Gerenciar 85 mil dispositivos — de smartphones de comissários a PCs de back-office — parece missão impossível? Para a Southwest Airlines, a resposta foi colocar a operação em “piloto automático” com inteligência artificial (IA) e automação. A companhia aérea norte-americana diz ter executado mais de 2 bilhões de correções remotas em 2025, economizando 23 mil horas de trabalho e evitando panes que poderiam atrasar voos e irritar passageiros.
Do papel ao digital em tempo recorde
Nos últimos 10 anos, a Southwest trocou manuais impressos e processos em papel por apps na nuvem. Hoje, os 72 mil funcionários — dois terços deles atuando na linha de frente — dependem de 50 mil tablets e smartphones, 20 mil laptops e 15 mil PCs para manter 800 aeronaves Boeing 737 girando sem atraso.
Problema: qualquer travamento no dispositivo de um agente de portão repercute na fila de passageiros e no tempo de giro da aeronave. “Estamos falando de minutos que custam milhares de dólares”, explica Derek Whisenhunt, diretor de computação de usuário final da empresa.
DEX: a “central de saúde” para endpoints
A solução veio do DEX (Digital Employee Experience), plataforma da Nexthink que monitora desempenho de hardware, integridade de aplicativos e até a paciência dos funcionários. Com as métricas em mãos, a Southwest montou dois times dedicados: um de operações e outro de engenharia DEX, somando 26 profissionais.
Graças à automação, ações remotas simples — como limpar o cache que faz o Microsoft Teams travar — viraram rotina. Só em 2024 foram 1,1 bilhão delas, o equivalente a 13 mil horas de gente clicando em “reiniciar”.
Economia real: nada de trocar HD, use scripts
Imagine 8 mil PCs compartilhados por até 20 pessoas cada. Toda vez que alguém faz login, perfis completos do Microsoft 365 enchem o SSD. Resultado: máquinas lentas, upgrade caro à vista. A companhia driblou a despesa de novos HDs de 1 TB simplesmente apagando perfis inativos via automação.

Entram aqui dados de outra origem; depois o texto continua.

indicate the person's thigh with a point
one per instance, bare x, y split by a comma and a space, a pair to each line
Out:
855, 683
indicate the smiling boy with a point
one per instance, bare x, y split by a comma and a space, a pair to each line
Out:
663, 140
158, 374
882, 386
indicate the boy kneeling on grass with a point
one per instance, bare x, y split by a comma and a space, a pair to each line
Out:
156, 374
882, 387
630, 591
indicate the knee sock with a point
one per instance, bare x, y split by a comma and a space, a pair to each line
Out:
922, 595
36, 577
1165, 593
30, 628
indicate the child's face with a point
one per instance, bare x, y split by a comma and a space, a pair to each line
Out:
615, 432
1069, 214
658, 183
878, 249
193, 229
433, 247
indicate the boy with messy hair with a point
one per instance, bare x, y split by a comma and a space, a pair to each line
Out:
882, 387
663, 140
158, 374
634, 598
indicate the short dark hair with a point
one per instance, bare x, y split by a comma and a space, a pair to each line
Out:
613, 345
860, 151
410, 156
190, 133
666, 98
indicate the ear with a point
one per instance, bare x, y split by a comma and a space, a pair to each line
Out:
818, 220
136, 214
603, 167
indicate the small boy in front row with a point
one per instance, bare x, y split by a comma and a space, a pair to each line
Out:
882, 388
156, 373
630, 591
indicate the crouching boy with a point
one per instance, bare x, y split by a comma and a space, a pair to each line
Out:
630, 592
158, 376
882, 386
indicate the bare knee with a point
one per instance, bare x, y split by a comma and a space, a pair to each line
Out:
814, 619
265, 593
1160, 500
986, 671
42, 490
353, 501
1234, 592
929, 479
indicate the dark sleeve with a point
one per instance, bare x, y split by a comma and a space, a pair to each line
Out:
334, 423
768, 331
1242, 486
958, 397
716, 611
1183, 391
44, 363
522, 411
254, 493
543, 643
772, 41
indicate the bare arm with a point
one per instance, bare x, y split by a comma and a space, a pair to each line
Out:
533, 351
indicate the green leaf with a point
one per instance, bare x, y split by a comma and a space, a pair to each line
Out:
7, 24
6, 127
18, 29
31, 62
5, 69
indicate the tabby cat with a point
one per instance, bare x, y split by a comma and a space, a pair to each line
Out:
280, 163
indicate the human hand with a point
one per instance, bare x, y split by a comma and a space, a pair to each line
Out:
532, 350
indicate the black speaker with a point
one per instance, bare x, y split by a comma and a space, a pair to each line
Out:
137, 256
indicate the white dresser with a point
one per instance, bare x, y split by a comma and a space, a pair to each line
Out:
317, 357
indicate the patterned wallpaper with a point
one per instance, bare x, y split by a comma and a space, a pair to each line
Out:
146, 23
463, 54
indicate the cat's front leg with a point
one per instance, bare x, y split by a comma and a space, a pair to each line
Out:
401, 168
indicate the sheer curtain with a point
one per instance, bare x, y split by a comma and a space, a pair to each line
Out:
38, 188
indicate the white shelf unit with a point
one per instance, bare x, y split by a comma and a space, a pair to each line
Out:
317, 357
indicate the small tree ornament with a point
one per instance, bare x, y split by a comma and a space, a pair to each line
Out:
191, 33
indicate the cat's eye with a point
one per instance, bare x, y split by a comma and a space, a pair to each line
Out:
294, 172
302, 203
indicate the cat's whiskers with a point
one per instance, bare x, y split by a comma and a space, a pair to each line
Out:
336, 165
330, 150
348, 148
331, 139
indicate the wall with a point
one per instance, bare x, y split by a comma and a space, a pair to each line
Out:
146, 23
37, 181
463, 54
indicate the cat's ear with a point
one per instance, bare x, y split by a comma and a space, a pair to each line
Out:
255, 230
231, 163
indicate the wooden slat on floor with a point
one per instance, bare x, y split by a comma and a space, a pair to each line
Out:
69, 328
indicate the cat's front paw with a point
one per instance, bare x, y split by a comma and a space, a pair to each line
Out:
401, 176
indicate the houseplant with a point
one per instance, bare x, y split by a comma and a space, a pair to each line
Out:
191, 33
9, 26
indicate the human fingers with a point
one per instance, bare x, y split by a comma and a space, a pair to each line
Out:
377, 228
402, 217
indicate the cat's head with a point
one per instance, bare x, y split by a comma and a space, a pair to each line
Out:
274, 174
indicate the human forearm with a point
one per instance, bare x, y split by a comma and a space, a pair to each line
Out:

Para quem monta seu próprio PC em casa, o recado é claro: antes de comprar um SSD novo na Amazon, vale conferir se não basta uma limpeza automatizada — ferramentas como CCleaner ou scripts PowerShell cumprem bem esse papel.
Imagem: Matthew Finnegan
De reativo a preventivo com IA generativa
Além de regras IF/AND que encadeiam correções (verificar serviço, reiniciar, reparar), a Southwest adotou o Nexthink Workspace, assistente conversacional baseado em LLM. Ele orienta o time sobre quais alertas priorizar e até dispara correções antes que o usuário perceba o bug.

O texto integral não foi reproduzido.